In C language, how will you treat the constant 3.14 explicitly as a long double literal? Add the correct type suffix to the numeric constant so the compiler stores it as long double.

Difficulty: Easy

Correct Answer: use 3.14L

Explanation:


Introduction:
In C programming, floating constants can be forced to a particular floating type by adding a suffix. This question checks whether you know the correct suffix to create a long double literal from a decimal number like 3.14.


Given Data / Assumptions:

  • Literal: 3.14
  • Goal: make it a long double
  • Environment: standard C syntax for literal suffixes


Concept / Approach:
By default, an unsuffixed floating constant such as 3.14 is of type double. C allows suffixes to change the type: 'f' or 'F' yields float, and 'l' or 'L' yields long double.
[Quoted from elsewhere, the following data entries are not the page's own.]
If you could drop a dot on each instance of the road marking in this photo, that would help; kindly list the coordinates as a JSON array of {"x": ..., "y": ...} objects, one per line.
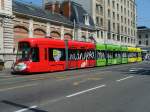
[
  {"x": 17, "y": 87},
  {"x": 124, "y": 78},
  {"x": 78, "y": 93},
  {"x": 26, "y": 109}
]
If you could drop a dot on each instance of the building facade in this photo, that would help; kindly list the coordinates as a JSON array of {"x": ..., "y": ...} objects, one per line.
[
  {"x": 6, "y": 31},
  {"x": 34, "y": 22},
  {"x": 115, "y": 20},
  {"x": 143, "y": 38}
]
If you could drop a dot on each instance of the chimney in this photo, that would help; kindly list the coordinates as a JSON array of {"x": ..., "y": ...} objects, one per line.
[
  {"x": 66, "y": 8},
  {"x": 57, "y": 7},
  {"x": 50, "y": 6}
]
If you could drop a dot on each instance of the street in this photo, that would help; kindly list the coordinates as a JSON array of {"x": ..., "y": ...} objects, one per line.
[{"x": 119, "y": 88}]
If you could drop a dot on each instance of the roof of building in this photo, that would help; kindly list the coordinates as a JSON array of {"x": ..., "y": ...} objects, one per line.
[
  {"x": 78, "y": 13},
  {"x": 35, "y": 11}
]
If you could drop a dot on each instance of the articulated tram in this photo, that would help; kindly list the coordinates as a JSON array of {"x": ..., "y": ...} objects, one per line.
[{"x": 48, "y": 55}]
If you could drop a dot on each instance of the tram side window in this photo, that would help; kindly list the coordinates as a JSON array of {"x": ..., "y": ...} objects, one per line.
[
  {"x": 109, "y": 55},
  {"x": 100, "y": 54},
  {"x": 124, "y": 54},
  {"x": 35, "y": 54},
  {"x": 90, "y": 54},
  {"x": 73, "y": 54},
  {"x": 56, "y": 54}
]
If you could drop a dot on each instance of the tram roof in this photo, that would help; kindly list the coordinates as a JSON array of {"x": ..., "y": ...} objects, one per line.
[{"x": 54, "y": 42}]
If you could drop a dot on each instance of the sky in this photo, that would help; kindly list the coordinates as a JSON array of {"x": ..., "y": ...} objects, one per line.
[{"x": 143, "y": 11}]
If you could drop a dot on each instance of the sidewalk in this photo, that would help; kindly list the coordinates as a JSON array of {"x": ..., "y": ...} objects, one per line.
[{"x": 6, "y": 71}]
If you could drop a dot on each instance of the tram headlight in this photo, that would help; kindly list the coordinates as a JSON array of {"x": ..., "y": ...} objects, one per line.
[{"x": 20, "y": 67}]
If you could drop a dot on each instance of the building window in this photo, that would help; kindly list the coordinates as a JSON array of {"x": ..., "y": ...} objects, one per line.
[
  {"x": 113, "y": 3},
  {"x": 140, "y": 42},
  {"x": 146, "y": 36},
  {"x": 101, "y": 21},
  {"x": 113, "y": 15},
  {"x": 2, "y": 4},
  {"x": 109, "y": 13},
  {"x": 86, "y": 19},
  {"x": 147, "y": 42},
  {"x": 117, "y": 7},
  {"x": 97, "y": 21}
]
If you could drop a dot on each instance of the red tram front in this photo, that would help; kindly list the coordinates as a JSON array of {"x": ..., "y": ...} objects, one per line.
[{"x": 48, "y": 55}]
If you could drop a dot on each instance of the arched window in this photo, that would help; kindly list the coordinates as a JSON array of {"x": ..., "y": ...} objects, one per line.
[
  {"x": 55, "y": 35},
  {"x": 39, "y": 33},
  {"x": 67, "y": 36}
]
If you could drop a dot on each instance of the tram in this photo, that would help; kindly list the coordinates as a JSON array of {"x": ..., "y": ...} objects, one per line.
[{"x": 37, "y": 55}]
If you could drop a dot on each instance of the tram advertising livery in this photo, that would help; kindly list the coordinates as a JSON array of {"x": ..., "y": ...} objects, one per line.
[{"x": 48, "y": 55}]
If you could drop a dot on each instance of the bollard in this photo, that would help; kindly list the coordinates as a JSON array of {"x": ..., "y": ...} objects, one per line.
[{"x": 1, "y": 65}]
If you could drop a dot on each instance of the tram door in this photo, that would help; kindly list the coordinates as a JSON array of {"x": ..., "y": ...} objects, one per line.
[{"x": 72, "y": 58}]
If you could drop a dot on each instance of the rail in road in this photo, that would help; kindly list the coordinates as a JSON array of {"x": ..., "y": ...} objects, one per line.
[{"x": 75, "y": 88}]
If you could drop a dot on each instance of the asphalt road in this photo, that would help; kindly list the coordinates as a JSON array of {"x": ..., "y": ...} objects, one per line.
[{"x": 120, "y": 88}]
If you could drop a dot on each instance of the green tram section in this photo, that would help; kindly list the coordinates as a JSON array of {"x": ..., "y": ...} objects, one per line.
[
  {"x": 113, "y": 54},
  {"x": 100, "y": 55},
  {"x": 124, "y": 51}
]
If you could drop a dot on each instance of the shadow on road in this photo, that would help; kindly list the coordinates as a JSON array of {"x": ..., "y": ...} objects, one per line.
[{"x": 22, "y": 106}]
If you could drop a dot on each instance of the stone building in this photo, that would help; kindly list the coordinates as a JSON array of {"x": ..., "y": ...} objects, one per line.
[
  {"x": 115, "y": 20},
  {"x": 34, "y": 22},
  {"x": 6, "y": 31}
]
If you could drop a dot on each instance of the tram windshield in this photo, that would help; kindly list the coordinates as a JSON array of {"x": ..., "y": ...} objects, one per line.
[{"x": 23, "y": 53}]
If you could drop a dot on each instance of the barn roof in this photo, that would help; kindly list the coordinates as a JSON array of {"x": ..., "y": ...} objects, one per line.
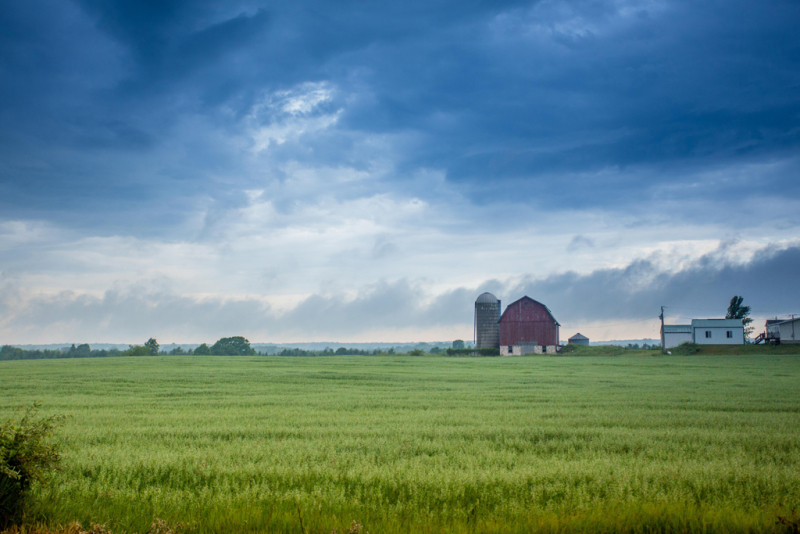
[
  {"x": 537, "y": 302},
  {"x": 677, "y": 329},
  {"x": 719, "y": 323}
]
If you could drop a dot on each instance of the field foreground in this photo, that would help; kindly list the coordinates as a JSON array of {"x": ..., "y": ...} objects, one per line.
[{"x": 405, "y": 444}]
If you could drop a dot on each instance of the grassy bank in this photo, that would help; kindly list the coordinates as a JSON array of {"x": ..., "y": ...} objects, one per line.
[{"x": 551, "y": 444}]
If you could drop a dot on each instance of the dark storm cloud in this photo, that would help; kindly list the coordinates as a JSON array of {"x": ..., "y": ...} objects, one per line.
[
  {"x": 119, "y": 106},
  {"x": 703, "y": 289}
]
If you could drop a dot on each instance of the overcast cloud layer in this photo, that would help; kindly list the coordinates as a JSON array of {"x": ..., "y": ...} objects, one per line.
[{"x": 361, "y": 171}]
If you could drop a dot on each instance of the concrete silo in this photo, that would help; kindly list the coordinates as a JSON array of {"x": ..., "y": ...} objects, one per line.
[{"x": 487, "y": 318}]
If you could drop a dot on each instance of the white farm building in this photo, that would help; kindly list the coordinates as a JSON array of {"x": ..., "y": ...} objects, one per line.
[{"x": 704, "y": 332}]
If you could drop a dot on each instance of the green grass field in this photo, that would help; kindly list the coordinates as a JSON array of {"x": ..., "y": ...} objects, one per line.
[{"x": 637, "y": 443}]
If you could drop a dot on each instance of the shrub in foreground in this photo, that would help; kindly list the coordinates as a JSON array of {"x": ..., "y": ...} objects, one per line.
[{"x": 27, "y": 454}]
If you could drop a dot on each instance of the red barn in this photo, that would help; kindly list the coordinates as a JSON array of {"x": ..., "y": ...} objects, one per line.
[{"x": 527, "y": 322}]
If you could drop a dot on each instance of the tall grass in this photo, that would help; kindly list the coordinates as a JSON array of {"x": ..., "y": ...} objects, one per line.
[{"x": 568, "y": 444}]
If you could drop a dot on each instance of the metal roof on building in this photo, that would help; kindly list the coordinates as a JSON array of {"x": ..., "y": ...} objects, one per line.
[
  {"x": 717, "y": 323},
  {"x": 486, "y": 298},
  {"x": 677, "y": 329}
]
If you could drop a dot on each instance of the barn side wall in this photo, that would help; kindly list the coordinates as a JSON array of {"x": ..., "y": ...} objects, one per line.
[{"x": 527, "y": 321}]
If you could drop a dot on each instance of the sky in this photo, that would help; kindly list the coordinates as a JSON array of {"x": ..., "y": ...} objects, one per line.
[{"x": 362, "y": 171}]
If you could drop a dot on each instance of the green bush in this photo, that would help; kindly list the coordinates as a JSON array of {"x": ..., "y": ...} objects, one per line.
[
  {"x": 685, "y": 349},
  {"x": 27, "y": 455}
]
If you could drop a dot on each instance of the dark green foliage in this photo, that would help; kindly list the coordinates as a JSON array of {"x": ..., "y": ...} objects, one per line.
[
  {"x": 472, "y": 352},
  {"x": 7, "y": 352},
  {"x": 685, "y": 349},
  {"x": 737, "y": 311},
  {"x": 232, "y": 346},
  {"x": 27, "y": 455},
  {"x": 203, "y": 350}
]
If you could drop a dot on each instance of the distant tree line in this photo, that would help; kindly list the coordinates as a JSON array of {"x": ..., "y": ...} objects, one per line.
[{"x": 227, "y": 346}]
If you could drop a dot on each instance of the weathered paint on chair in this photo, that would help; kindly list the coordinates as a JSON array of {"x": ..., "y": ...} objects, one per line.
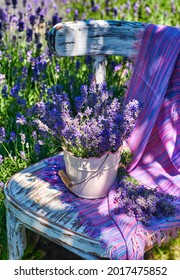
[{"x": 29, "y": 201}]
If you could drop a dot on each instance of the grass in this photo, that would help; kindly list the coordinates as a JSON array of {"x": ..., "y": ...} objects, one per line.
[{"x": 29, "y": 70}]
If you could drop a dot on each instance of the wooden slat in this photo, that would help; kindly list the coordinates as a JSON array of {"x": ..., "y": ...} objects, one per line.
[{"x": 95, "y": 37}]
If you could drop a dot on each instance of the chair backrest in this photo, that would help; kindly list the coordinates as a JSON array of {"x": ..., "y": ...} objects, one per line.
[{"x": 98, "y": 38}]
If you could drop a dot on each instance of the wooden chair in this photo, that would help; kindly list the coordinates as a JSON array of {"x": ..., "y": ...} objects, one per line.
[{"x": 25, "y": 194}]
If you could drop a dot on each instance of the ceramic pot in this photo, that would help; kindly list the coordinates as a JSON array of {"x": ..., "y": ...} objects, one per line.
[{"x": 93, "y": 177}]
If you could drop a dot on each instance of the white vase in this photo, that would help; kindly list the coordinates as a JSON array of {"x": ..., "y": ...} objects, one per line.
[{"x": 93, "y": 177}]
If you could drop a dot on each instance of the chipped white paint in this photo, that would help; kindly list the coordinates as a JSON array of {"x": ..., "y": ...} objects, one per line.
[
  {"x": 95, "y": 37},
  {"x": 98, "y": 38},
  {"x": 32, "y": 204},
  {"x": 16, "y": 236}
]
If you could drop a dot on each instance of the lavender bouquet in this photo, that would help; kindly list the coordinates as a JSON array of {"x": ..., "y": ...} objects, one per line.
[{"x": 90, "y": 124}]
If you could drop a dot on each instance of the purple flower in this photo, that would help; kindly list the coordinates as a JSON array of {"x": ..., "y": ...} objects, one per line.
[
  {"x": 142, "y": 203},
  {"x": 37, "y": 149},
  {"x": 148, "y": 11},
  {"x": 1, "y": 159},
  {"x": 21, "y": 26},
  {"x": 95, "y": 8},
  {"x": 117, "y": 67},
  {"x": 2, "y": 134},
  {"x": 29, "y": 33},
  {"x": 14, "y": 3},
  {"x": 23, "y": 138},
  {"x": 2, "y": 79},
  {"x": 93, "y": 122},
  {"x": 1, "y": 185},
  {"x": 32, "y": 19},
  {"x": 23, "y": 155},
  {"x": 15, "y": 90}
]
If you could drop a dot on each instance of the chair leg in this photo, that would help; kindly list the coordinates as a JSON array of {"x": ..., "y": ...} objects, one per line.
[{"x": 16, "y": 236}]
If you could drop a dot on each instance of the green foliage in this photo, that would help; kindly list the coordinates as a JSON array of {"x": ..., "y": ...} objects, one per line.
[{"x": 29, "y": 70}]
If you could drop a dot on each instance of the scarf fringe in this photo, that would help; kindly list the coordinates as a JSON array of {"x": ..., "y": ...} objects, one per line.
[{"x": 145, "y": 240}]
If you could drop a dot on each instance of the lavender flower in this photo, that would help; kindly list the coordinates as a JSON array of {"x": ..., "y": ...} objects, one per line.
[
  {"x": 2, "y": 79},
  {"x": 2, "y": 134},
  {"x": 14, "y": 3},
  {"x": 12, "y": 136},
  {"x": 21, "y": 26},
  {"x": 20, "y": 119},
  {"x": 23, "y": 138},
  {"x": 23, "y": 155},
  {"x": 89, "y": 125},
  {"x": 1, "y": 159},
  {"x": 32, "y": 19}
]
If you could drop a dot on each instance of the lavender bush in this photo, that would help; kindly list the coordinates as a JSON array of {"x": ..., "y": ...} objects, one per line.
[
  {"x": 142, "y": 203},
  {"x": 89, "y": 124}
]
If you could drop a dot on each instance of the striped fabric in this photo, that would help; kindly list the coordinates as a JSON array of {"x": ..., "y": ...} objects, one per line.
[{"x": 155, "y": 144}]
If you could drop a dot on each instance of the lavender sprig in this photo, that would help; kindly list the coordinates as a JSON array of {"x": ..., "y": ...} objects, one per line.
[{"x": 142, "y": 203}]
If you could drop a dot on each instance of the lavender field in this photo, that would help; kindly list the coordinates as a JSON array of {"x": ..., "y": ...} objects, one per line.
[{"x": 29, "y": 72}]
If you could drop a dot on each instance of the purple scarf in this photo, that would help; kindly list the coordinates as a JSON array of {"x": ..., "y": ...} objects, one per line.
[{"x": 155, "y": 141}]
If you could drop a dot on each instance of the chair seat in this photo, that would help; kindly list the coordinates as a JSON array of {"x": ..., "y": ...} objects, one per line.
[{"x": 37, "y": 206}]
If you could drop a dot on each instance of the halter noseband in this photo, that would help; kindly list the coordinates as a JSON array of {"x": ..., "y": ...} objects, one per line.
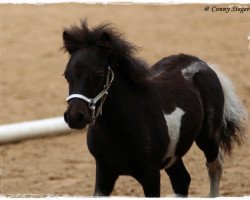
[{"x": 101, "y": 96}]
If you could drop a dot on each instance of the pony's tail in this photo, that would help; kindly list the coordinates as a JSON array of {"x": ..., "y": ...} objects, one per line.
[{"x": 234, "y": 116}]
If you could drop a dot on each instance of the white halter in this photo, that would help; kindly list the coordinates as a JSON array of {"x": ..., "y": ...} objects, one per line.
[{"x": 101, "y": 96}]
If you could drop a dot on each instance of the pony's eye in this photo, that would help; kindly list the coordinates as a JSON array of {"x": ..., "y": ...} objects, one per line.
[{"x": 98, "y": 76}]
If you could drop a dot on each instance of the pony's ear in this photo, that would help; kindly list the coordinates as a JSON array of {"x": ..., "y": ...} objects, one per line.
[
  {"x": 69, "y": 42},
  {"x": 104, "y": 41}
]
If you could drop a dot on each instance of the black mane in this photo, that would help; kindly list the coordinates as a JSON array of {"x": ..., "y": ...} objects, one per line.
[{"x": 108, "y": 41}]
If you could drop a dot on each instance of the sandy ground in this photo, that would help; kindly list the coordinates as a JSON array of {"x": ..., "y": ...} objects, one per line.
[{"x": 31, "y": 87}]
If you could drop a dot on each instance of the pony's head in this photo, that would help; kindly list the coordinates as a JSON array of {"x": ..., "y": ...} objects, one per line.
[
  {"x": 88, "y": 72},
  {"x": 96, "y": 54}
]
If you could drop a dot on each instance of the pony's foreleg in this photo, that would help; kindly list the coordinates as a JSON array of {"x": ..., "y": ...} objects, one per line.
[
  {"x": 105, "y": 179},
  {"x": 215, "y": 171},
  {"x": 149, "y": 178}
]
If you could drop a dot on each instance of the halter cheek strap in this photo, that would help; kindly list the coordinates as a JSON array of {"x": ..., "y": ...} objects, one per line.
[{"x": 101, "y": 96}]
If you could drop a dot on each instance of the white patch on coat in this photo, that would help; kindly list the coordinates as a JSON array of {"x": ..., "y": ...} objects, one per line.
[
  {"x": 157, "y": 74},
  {"x": 233, "y": 108},
  {"x": 173, "y": 121},
  {"x": 191, "y": 70}
]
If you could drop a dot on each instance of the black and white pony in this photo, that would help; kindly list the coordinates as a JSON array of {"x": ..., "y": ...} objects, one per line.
[{"x": 145, "y": 119}]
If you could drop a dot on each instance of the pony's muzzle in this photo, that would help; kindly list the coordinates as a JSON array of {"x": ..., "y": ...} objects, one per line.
[{"x": 77, "y": 117}]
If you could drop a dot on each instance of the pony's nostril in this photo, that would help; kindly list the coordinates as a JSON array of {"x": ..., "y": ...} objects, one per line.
[
  {"x": 66, "y": 117},
  {"x": 79, "y": 117}
]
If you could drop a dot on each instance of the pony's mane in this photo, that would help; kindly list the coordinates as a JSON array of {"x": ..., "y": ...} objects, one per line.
[{"x": 108, "y": 40}]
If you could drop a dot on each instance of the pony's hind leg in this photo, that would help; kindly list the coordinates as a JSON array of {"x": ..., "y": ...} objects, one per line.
[
  {"x": 214, "y": 157},
  {"x": 180, "y": 178},
  {"x": 215, "y": 171}
]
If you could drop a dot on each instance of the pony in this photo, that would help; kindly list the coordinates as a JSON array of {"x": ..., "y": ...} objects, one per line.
[{"x": 144, "y": 119}]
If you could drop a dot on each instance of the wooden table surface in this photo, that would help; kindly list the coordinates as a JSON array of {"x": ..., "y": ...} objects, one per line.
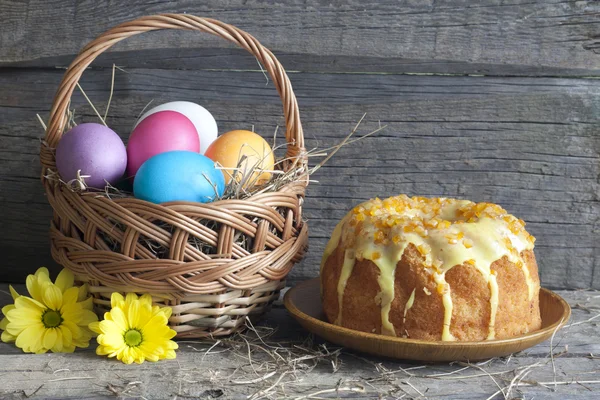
[
  {"x": 487, "y": 100},
  {"x": 289, "y": 363}
]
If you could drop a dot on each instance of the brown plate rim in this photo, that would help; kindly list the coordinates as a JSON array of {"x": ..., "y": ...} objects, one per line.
[{"x": 299, "y": 314}]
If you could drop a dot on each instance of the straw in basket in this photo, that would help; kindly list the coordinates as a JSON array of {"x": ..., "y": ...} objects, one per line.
[{"x": 212, "y": 288}]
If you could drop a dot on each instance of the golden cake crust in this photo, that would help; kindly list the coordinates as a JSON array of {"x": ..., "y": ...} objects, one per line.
[{"x": 418, "y": 310}]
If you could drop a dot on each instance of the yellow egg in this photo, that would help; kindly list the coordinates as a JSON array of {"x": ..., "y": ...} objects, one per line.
[{"x": 229, "y": 148}]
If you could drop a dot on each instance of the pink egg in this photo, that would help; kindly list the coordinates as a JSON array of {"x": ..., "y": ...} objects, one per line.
[{"x": 158, "y": 133}]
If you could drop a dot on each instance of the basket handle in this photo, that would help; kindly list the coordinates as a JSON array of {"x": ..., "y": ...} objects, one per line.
[{"x": 58, "y": 118}]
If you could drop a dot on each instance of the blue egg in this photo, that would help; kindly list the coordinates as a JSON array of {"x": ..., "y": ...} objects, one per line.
[{"x": 178, "y": 176}]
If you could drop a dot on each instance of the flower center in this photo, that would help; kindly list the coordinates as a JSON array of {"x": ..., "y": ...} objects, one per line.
[
  {"x": 133, "y": 338},
  {"x": 51, "y": 318}
]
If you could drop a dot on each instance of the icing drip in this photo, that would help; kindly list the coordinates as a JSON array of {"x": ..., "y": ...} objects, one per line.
[
  {"x": 446, "y": 233},
  {"x": 409, "y": 304},
  {"x": 444, "y": 290},
  {"x": 387, "y": 268},
  {"x": 349, "y": 258},
  {"x": 493, "y": 284}
]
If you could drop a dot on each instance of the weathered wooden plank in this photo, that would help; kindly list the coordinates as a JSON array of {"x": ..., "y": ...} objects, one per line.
[
  {"x": 539, "y": 37},
  {"x": 223, "y": 371},
  {"x": 530, "y": 144}
]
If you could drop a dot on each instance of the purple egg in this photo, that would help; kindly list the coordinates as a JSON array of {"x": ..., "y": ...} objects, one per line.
[{"x": 95, "y": 150}]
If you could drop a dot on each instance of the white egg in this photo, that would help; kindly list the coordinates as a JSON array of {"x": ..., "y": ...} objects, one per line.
[{"x": 201, "y": 118}]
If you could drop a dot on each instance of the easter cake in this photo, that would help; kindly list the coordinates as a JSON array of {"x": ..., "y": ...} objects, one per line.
[{"x": 431, "y": 269}]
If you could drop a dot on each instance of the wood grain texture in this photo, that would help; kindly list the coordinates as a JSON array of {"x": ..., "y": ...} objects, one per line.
[
  {"x": 529, "y": 144},
  {"x": 195, "y": 374},
  {"x": 491, "y": 37}
]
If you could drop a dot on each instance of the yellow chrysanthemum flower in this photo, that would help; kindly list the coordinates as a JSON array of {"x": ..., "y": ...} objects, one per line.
[
  {"x": 135, "y": 331},
  {"x": 55, "y": 317}
]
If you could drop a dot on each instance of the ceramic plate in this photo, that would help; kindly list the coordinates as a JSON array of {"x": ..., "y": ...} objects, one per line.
[{"x": 304, "y": 303}]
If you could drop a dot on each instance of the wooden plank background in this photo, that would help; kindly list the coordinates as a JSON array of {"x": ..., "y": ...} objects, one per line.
[{"x": 483, "y": 100}]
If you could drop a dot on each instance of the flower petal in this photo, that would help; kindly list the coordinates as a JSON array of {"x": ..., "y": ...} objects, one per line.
[
  {"x": 67, "y": 335},
  {"x": 118, "y": 316},
  {"x": 43, "y": 274},
  {"x": 30, "y": 339},
  {"x": 24, "y": 315},
  {"x": 52, "y": 296},
  {"x": 49, "y": 339},
  {"x": 167, "y": 311},
  {"x": 95, "y": 327},
  {"x": 146, "y": 299},
  {"x": 13, "y": 292},
  {"x": 70, "y": 295},
  {"x": 24, "y": 301},
  {"x": 7, "y": 308},
  {"x": 65, "y": 280},
  {"x": 7, "y": 337},
  {"x": 111, "y": 327}
]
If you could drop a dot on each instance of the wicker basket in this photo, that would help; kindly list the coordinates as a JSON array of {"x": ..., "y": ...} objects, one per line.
[{"x": 107, "y": 242}]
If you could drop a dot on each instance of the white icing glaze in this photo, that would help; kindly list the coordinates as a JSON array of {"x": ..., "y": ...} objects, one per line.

No other multi-letter combinations apply to decimal floating constants.


Step-by-Step Solution:
1) Start with the constant 3.14 (type: double by default).2) To request long double, append the uppercase L suffix.3) The resulting token 3.14L is parsed as type long double by the compiler.4) No additional casts are required when the literal itself has the desired type.


Verification / Alternative check:
You can confirm by using sizeof with the literal in an expression context or by assigning it to a long double variable and observing that no narrowing conversion occurs.


Why Other Options Are Wrong:
3.14LD: 'LD' is not a valid suffix; only 'L' is defined for long double.3.14DL: 'DL' is not a recognized suffix pattern.3.14LF: Combining 'L' and 'F' is invalid for decimal floating constants.


Common Pitfalls:
Using lowercase 'l' can be confused with '1' in some fonts; prefer uppercase 'L' for clarity. Do not add two-letter combinations such as 'LD' expecting them to work; the standard specifies single-letter suffixes.